While [CPAL](https://github.com/RustAudio/cpal) has served the Rust ecosystem well over the years as a platform-agnostic audio input/output library, its API does not allow for essential features like duplex audio devices. Some have found its API to be cumbersome and confusing.

As such, we want to see if this new library provides a better alternative. It aims to address the problems we have had with CPAL, as well as being able to support native duplex audio devices.

### [fixed-resample](https://github.com/MeadowlarkDAW/fixed-resample)

An easy to use crate for resampling at a fixed ratio. It uses [Rubato](https://github.com/HEnquist/rubato) internally.

This crate also contains a realtime-safe spsc channel type that automatically resamples the input stream to match the output stream when needed. This is needed to sync audio streams together, or to stream audio to/from a network stream.

### [Symphonium](https://github.com/MeadowlarkDAW/symphonium)

An easy-to-use wrapper around [Symphonia](https://github.com/pdeljanov/Symphonia) for loading audio files into memory. (It also uses `fixed-resample` for resampling.)

Outlined here are some other key repositories that I believe should also be added to this new organization:

### [creek](https://github.com/MeadowlarkDAW/creek)

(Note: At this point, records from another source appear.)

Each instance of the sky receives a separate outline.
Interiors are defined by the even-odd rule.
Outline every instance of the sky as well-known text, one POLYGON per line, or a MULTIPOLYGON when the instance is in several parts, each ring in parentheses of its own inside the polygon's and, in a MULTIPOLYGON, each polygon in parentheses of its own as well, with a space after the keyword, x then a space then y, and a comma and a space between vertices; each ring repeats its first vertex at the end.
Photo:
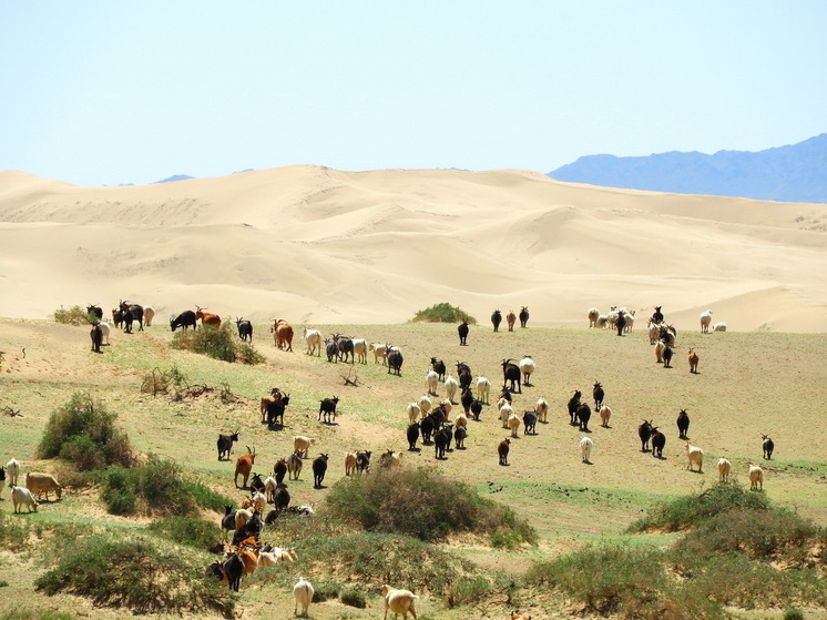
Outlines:
POLYGON ((827 2, 0 2, 0 170, 528 169, 827 132, 827 2))

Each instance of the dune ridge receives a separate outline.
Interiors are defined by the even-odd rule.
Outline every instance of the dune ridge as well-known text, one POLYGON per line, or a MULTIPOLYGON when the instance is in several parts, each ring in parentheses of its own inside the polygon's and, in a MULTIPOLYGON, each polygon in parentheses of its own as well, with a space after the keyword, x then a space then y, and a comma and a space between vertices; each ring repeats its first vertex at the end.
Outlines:
POLYGON ((824 332, 827 205, 531 171, 288 166, 80 187, 0 172, 0 315, 129 298, 253 321, 398 323, 439 302, 585 326, 625 305, 696 328, 824 332))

Realtime-safe streaming to/from audio files on disk. It uses `Symphonia` internally. (Note that `fixed-resample` and `fast-interleaved` are in the works to be dependencies of creek).

### [RtAudio-rs](https://github.com/MeadowlarkDAW/rtaudio-rs)

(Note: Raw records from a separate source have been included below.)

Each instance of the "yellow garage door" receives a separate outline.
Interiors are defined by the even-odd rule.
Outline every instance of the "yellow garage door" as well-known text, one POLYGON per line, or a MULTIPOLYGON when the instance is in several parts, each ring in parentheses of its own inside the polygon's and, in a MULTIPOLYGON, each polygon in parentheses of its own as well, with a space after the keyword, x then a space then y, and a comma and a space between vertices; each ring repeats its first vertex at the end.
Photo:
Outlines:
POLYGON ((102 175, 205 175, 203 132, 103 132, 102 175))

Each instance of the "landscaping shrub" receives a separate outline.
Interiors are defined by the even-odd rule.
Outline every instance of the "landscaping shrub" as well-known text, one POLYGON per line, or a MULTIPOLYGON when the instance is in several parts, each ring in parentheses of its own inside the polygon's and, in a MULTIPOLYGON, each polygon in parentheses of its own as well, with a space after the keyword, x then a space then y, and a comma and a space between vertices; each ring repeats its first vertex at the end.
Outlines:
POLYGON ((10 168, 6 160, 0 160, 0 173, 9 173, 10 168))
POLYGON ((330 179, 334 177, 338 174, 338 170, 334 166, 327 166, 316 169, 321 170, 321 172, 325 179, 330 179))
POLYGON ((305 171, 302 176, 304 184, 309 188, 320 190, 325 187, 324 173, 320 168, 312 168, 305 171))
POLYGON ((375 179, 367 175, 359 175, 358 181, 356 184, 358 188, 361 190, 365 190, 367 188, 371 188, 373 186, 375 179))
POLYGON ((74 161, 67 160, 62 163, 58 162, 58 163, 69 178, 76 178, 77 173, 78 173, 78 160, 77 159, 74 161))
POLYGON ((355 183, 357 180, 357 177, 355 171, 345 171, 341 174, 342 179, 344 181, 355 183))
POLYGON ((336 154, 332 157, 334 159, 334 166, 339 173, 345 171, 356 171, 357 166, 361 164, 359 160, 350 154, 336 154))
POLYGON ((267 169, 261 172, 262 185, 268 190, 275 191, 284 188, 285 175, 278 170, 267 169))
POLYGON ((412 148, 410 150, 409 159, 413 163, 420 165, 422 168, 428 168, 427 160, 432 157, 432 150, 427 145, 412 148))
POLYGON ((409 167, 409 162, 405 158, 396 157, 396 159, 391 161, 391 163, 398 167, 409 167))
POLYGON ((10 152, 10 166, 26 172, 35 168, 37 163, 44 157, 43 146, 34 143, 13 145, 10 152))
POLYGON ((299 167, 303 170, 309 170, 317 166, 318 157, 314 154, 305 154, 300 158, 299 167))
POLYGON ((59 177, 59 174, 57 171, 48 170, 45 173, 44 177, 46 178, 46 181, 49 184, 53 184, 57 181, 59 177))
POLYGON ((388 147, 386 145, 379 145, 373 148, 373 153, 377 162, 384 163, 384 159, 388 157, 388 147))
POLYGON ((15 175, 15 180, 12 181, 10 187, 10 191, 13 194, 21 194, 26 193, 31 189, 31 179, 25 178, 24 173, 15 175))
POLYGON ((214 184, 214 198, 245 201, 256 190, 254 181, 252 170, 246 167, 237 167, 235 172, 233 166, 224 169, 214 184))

Safe Rust wrapper and bindings to [RtAudio](https://github.com/thestk/rtaudio). This can be used as an alternative backend to CPAL and Interflow if needed.

### [fast-interleave](https://github.com/MeadowlarkDAW/fast-interleave)

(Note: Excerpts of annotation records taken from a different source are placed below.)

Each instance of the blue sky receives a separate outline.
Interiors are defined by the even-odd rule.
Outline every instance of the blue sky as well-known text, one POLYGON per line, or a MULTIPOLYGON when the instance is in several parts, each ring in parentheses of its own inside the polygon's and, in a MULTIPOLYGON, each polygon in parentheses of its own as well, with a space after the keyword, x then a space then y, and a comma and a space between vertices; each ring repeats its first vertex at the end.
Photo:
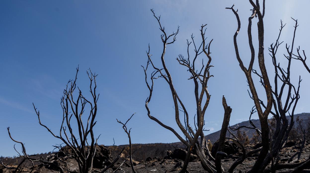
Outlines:
MULTIPOLYGON (((290 44, 294 24, 292 16, 299 24, 295 45, 306 53, 308 19, 305 15, 310 4, 306 0, 266 1, 264 18, 265 47, 276 39, 280 20, 287 23, 280 40, 290 44)), ((241 22, 237 38, 241 55, 245 63, 250 59, 246 28, 251 14, 249 3, 244 1, 2 1, 0 2, 0 155, 16 154, 14 143, 9 139, 6 128, 13 136, 25 144, 29 154, 52 150, 52 145, 60 142, 39 124, 33 110, 34 102, 40 110, 41 121, 53 131, 58 132, 62 117, 60 98, 68 80, 74 77, 79 64, 78 82, 85 93, 89 81, 86 71, 91 68, 99 75, 98 123, 96 135, 101 134, 99 143, 108 145, 114 138, 117 145, 127 144, 128 138, 116 118, 126 120, 136 112, 129 127, 132 127, 134 143, 172 142, 178 139, 148 117, 144 106, 148 90, 144 81, 141 65, 147 60, 145 50, 149 43, 152 58, 157 64, 162 44, 158 24, 150 11, 154 8, 161 15, 162 24, 172 32, 180 27, 177 41, 168 45, 166 56, 177 91, 189 112, 195 113, 192 81, 189 74, 175 60, 186 53, 186 39, 193 33, 200 41, 199 29, 207 24, 206 35, 214 40, 211 47, 211 70, 214 77, 209 82, 211 101, 206 115, 206 134, 220 128, 224 110, 222 97, 225 95, 232 109, 231 124, 248 119, 253 103, 246 89, 245 76, 235 57, 232 38, 237 28, 236 18, 225 9, 235 4, 241 22)), ((253 33, 256 45, 255 27, 253 33)), ((281 55, 285 53, 282 45, 281 55)), ((269 76, 273 67, 265 51, 269 76)), ((286 59, 279 56, 279 62, 286 59)), ((258 69, 256 60, 254 68, 258 69)), ((300 75, 303 79, 296 113, 310 112, 309 74, 300 62, 294 61, 291 70, 295 82, 300 75)), ((260 88, 258 79, 256 86, 260 88)), ((166 124, 177 128, 171 93, 162 80, 156 81, 153 97, 149 104, 152 113, 166 124)), ((264 95, 260 89, 261 98, 264 95)), ((257 118, 256 115, 253 117, 257 118)), ((18 148, 18 149, 19 149, 18 148)))

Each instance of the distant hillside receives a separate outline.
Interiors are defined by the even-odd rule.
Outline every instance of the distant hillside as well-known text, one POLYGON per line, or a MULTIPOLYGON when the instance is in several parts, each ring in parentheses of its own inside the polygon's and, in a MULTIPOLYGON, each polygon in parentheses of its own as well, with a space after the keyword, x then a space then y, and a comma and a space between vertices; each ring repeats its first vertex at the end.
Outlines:
MULTIPOLYGON (((299 116, 299 119, 303 119, 304 120, 310 117, 310 113, 302 113, 301 114, 296 114, 294 115, 294 121, 295 121, 296 120, 296 118, 297 117, 299 116)), ((289 120, 289 122, 290 120, 290 118, 289 116, 287 116, 287 118, 289 120)), ((254 124, 256 127, 259 129, 260 129, 260 123, 259 122, 259 119, 251 119, 251 120, 253 123, 254 124)), ((239 126, 246 126, 248 127, 252 127, 251 124, 250 124, 250 121, 243 121, 241 122, 240 123, 238 123, 238 125, 239 126)), ((295 125, 296 125, 296 124, 295 125)), ((235 124, 233 126, 231 126, 232 128, 236 128, 237 127, 237 124, 235 124)), ((244 131, 245 131, 246 134, 248 135, 249 137, 249 138, 250 139, 252 138, 253 136, 253 133, 255 133, 255 130, 254 129, 250 129, 246 128, 243 128, 240 129, 240 131, 241 132, 243 133, 244 131)), ((236 134, 237 133, 237 131, 232 131, 232 132, 234 134, 236 134)), ((210 140, 210 141, 213 143, 216 141, 218 139, 219 139, 219 134, 220 132, 220 131, 219 130, 217 132, 214 132, 214 133, 212 133, 210 134, 209 134, 205 136, 206 139, 207 140, 210 140)), ((226 134, 226 136, 228 137, 229 136, 229 133, 228 132, 226 134)))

Fast and easy-to use interleaving and de-interleaving methods in Rust. Used by `fixed-resample`, `Symphonium`, and `Firewheel`.

### [audio-channel-buffer](https://github.com/BillyDM/audio-channel-buffer)

A WIP collection of standard audio buffer types that are performant and memory-efficient. This one needs more work before it should be used, but it would be helpful to have a single standard for audio buffer types to use across our crates.

## Essential libraries to ask for inclusion

Since the following crates are an essential part of the stack, we should ask their respective developers if they would be interested in including their crates in this new organization as well. (Though it's not a big deal if they say no.)

### [Symphonia](https://github.com/pdeljanov/Symphonia)

A pure Rust audio decoding and media demuxing library supporting AAC, ADPCM, AIFF, ALAC, CAF, FLAC, MKV, MP1, MP2, MP3, MP4, OGG, Vorbis, WAV, and WebM.

If they maintainers do say yes to including it in the new organization, then it might be better to make the `Symphonium` wrapper an official part of `Symphonia`.

### [Rubato](https://github.com/HEnquist/rubato)

An audio sample rate conversion library for Rust.